All employees have protected workplace rights. These protected workplace rights include:
- Workplace right place
- Taking or taking part in industrial activity
- Belonging or not belonging to an industrial association
- Being free from discrimination
Employees can’t be treated differently or worse because they possess or have exercised a right, or for a discriminatory reason.
Employees are protected from:
- Adverse action
- Undue influence or pressure
So what Rights are protected?
Employees or persons has a workplace right if they:
- Have a benefit, role, responsibilities under a Workplace law (Fair Work Act 2009, state/territory workers compensation legislation, instrument i.e an award or registered agreement or an order made by an industry body e.g Fair Work Commission.
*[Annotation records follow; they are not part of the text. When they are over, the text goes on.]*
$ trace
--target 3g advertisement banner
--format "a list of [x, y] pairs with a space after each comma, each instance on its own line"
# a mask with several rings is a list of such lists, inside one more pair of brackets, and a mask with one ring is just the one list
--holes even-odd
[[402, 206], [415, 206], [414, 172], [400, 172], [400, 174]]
- Can start or take part in a process or proceeding under the workplace law or instrument
- Can make a complaint or enquiry about their employment to a body
- An employee can make an enquiry or/and a complaint about their employment e.g an employee making an enquiry about their pay to their employer.
An employee has the right to belong to or not belong to an industrial association or employer association. Industrial activities include:
- Being involved in establishing a union or employer association
- Organizing, promoting, encouraging or participating in lawful activities for a union or employer association
- Representing the views, claims or interests of a union or employer association
- Complying with lawful requests made by a union or employer association
- Paying a fee to union or employer association
- Asking to be represented by a union or employer association
An employee has the right to be free from discrimination at work.
What is an employee protected from?
- Adverse action is action that is unlawful if it’s’ taken for particular reasons.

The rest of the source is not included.